7

I'm using Pandas pivot_table function on a large dataset (10 million rows, 6 columns). As execution time is paramount, I try to speed up the process. Currently it takes around 8 secs to process the whole dataset which is way to slow and I hope to find alternatives to improve speed/performance.

My current Pandas pivot_table:

df_pivot = df_original.pivot_table(index="industry", columns = "months",
                    values = ["orders", "client_name"],
                    aggfunc ={"orders": np.sum, "client_name": pd.Series.nunique})

df_original includes all the data (10m rows, imported from a csv). Industry is the client's industry, months are the order months (Jan to Dec), orders are the number of orders. All data was converted to categorical data, except number of orders (int datatype).

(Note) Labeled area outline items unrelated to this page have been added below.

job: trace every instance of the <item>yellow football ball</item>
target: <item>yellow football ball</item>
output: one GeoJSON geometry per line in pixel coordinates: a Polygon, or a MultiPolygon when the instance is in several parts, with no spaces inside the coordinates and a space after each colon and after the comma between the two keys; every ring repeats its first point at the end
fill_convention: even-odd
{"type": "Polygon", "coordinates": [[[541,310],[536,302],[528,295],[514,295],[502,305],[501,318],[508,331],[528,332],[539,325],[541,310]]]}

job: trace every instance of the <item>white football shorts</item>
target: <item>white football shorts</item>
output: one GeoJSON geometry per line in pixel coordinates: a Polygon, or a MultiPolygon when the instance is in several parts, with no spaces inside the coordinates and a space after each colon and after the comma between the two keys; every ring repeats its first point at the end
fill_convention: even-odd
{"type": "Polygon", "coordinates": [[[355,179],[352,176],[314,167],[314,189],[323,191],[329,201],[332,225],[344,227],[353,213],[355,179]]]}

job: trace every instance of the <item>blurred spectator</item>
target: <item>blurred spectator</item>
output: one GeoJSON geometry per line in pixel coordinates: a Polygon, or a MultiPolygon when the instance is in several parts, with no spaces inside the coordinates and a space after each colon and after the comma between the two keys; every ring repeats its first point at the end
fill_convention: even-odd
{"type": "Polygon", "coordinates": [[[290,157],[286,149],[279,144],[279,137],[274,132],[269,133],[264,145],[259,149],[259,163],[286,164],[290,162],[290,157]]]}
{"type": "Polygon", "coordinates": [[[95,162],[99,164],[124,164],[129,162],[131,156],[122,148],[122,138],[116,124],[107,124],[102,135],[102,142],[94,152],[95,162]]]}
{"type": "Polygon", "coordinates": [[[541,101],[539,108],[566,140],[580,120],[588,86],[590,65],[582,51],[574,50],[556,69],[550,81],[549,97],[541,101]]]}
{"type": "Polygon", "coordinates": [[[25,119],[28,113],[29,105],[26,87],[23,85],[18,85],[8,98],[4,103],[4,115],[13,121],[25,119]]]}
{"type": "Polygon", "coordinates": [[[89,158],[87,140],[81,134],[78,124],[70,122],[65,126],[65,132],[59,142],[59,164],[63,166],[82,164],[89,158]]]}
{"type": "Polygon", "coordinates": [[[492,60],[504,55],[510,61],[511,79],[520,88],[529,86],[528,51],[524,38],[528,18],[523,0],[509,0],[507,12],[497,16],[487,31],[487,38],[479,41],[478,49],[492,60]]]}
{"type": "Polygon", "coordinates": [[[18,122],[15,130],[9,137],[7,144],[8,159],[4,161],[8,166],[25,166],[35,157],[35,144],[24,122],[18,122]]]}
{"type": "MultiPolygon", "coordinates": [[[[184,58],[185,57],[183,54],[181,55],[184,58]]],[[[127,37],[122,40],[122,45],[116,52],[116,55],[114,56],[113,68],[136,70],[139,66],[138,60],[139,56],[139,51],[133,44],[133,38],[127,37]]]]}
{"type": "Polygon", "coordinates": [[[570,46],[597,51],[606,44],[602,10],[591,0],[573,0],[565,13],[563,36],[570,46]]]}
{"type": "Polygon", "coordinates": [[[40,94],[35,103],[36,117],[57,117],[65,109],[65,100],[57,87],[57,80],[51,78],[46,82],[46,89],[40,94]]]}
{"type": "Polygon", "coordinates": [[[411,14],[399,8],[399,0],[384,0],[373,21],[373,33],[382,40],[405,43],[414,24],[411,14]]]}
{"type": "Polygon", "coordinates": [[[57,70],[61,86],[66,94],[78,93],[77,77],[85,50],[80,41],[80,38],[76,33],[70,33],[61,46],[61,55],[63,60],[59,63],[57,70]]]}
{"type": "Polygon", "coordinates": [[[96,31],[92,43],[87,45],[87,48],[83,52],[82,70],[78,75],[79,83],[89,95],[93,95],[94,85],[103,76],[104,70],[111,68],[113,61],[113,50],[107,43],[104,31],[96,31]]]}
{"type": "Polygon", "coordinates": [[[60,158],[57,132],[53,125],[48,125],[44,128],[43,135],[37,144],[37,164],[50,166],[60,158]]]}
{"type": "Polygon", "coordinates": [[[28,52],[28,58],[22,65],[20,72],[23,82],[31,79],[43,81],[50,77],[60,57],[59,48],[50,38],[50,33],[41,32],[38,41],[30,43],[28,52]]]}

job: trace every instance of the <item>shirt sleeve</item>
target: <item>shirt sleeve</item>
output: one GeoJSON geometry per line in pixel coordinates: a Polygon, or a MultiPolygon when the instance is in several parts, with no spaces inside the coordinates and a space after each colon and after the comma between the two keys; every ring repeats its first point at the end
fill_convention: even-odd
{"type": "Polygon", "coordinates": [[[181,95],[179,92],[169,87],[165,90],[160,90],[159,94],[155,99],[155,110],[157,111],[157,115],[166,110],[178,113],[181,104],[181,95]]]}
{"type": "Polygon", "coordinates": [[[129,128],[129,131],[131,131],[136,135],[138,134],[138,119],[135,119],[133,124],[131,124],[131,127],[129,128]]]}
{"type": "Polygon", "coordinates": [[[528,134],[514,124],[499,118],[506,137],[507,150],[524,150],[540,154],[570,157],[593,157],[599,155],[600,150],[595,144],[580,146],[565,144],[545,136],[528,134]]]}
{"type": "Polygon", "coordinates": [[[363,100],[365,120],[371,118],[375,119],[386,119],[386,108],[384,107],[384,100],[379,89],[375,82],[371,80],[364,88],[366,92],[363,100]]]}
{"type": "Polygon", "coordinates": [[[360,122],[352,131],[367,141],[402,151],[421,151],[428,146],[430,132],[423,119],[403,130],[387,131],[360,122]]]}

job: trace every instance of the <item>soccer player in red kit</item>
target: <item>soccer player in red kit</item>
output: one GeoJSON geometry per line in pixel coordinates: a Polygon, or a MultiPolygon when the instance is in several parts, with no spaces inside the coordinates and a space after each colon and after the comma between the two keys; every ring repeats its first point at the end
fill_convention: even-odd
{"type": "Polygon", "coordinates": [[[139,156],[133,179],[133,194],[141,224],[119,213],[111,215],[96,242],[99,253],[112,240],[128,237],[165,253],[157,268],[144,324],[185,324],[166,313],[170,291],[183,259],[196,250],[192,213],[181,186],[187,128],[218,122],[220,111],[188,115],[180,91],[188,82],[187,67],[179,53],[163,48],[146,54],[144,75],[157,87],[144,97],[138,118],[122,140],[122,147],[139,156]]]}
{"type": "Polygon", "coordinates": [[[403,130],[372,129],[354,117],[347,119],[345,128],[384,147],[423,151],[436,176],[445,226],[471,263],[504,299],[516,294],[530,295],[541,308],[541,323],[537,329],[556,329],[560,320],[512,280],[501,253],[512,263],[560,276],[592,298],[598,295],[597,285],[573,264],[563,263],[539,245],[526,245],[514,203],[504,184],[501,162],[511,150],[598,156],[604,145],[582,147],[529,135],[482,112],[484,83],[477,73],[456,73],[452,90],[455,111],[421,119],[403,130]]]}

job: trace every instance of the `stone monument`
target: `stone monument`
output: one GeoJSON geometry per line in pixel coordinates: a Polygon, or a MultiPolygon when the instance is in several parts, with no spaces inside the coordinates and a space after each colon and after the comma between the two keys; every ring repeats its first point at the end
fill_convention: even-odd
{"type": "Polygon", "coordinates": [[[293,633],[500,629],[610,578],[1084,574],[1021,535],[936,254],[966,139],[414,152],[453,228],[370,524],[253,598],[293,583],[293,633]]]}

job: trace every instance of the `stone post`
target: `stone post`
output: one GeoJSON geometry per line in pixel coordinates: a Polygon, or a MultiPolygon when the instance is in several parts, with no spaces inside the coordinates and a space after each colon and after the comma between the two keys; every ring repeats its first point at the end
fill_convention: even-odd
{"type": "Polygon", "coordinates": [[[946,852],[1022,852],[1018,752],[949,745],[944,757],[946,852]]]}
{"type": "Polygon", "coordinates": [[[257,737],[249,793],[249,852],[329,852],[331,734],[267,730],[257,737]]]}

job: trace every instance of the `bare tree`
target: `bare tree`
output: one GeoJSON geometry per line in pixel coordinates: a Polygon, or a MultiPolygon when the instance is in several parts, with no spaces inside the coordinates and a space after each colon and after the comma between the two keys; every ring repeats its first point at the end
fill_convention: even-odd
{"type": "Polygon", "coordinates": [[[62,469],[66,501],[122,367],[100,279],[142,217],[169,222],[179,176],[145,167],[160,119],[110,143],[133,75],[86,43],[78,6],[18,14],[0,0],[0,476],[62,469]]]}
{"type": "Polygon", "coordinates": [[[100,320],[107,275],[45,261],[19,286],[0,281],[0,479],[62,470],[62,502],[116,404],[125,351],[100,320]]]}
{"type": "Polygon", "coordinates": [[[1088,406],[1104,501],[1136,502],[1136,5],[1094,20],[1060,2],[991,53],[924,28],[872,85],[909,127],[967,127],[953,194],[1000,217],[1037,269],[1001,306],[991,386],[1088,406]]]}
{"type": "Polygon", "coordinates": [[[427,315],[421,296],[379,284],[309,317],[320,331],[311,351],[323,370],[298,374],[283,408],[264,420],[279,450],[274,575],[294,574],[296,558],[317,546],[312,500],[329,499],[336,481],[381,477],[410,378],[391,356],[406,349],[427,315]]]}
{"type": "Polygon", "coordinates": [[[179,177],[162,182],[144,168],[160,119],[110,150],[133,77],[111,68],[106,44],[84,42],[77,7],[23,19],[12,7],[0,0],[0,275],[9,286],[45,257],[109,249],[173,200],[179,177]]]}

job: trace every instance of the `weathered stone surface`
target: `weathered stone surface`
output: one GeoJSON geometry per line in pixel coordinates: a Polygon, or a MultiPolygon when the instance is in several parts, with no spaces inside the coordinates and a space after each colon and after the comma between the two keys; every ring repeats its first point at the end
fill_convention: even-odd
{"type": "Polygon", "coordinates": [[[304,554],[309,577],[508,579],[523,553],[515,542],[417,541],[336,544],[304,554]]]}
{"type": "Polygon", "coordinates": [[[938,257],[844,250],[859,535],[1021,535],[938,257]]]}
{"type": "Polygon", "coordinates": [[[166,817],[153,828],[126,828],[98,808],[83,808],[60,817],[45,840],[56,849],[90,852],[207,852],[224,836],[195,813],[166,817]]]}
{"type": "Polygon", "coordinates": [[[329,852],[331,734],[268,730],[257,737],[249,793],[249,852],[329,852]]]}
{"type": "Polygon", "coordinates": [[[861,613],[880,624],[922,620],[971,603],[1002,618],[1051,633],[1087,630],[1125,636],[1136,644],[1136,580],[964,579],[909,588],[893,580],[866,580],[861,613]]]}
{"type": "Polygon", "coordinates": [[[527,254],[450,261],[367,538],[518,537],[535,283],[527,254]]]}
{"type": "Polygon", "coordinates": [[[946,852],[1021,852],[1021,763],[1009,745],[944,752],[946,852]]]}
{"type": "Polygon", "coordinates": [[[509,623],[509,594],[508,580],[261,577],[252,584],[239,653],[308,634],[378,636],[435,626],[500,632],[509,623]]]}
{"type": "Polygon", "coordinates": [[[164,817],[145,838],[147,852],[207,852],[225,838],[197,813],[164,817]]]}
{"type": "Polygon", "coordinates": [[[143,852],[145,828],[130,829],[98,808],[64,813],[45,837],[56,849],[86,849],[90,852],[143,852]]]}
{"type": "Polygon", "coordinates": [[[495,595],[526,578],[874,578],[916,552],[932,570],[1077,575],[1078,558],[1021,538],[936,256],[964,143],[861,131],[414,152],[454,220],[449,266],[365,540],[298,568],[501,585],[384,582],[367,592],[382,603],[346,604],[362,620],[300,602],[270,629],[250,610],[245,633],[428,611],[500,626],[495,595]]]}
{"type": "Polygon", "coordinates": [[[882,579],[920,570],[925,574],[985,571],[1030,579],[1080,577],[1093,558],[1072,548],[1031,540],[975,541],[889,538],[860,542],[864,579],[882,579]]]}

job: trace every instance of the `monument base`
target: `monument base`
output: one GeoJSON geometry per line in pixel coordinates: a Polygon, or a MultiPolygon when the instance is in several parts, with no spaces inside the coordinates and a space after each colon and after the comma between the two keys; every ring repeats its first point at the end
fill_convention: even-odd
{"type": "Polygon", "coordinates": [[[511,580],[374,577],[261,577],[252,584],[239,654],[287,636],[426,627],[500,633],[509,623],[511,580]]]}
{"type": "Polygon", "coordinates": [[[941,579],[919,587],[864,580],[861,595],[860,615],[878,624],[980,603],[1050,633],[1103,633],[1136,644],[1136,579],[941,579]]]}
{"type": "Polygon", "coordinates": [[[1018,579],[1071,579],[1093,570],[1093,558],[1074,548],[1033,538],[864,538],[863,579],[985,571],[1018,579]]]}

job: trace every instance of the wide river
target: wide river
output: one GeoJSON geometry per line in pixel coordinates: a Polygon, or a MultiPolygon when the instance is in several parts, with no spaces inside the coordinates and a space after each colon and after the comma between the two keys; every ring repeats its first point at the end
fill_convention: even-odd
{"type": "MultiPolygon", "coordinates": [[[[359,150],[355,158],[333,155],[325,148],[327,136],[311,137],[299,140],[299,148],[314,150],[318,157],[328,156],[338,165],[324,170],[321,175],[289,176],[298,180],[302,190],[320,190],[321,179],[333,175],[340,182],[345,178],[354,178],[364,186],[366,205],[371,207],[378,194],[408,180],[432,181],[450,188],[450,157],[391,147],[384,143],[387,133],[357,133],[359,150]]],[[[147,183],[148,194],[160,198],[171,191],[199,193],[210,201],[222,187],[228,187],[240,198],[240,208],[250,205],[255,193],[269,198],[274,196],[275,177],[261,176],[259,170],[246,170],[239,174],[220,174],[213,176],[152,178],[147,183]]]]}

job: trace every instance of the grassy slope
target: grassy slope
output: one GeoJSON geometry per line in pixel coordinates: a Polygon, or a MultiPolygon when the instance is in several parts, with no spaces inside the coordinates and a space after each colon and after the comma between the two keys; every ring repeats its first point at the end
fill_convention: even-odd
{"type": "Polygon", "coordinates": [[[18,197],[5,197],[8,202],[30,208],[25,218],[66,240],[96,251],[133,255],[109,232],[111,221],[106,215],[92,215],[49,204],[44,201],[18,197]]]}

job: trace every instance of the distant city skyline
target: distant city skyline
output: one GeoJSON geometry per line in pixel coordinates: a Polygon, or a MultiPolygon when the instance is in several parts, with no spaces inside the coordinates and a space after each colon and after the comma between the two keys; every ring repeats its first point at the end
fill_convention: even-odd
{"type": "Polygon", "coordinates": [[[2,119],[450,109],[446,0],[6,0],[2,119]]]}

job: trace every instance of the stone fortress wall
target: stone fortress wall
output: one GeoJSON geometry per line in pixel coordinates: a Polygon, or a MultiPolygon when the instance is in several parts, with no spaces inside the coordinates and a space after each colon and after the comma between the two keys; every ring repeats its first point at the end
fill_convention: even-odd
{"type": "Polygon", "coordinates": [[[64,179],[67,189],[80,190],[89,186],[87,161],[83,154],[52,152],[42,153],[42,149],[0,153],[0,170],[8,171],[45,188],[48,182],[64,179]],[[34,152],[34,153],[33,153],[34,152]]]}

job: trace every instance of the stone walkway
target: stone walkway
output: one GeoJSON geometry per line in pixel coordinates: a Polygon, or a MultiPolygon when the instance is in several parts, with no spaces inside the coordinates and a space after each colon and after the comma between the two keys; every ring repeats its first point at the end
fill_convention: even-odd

Originally industry, months and client_name were strings.

I tried using pandas.DataFrame.unstack - which was even slower. Also I experimented with Dask. The dask pivot_table yielded some improvement (6 sec execution time - so 2 sec less). However, it is still pretty slow. Are there any faster alternatives (for large datasets)? Maybe recreation of the pivot table with groupy, crosstab, ... Unfortunately, I did not get the alternatives to work at all and I am still quite new to Python and Pandas... Looking forward to your suggestions. Thanks in advance!

Update:

I figured out the groupby way with:

df_new = df_original.groupby(["months", "industry"]).agg({"orders": np.sum, "client_name": pd.Series.nunique}).unstack(level="months").fillna(0)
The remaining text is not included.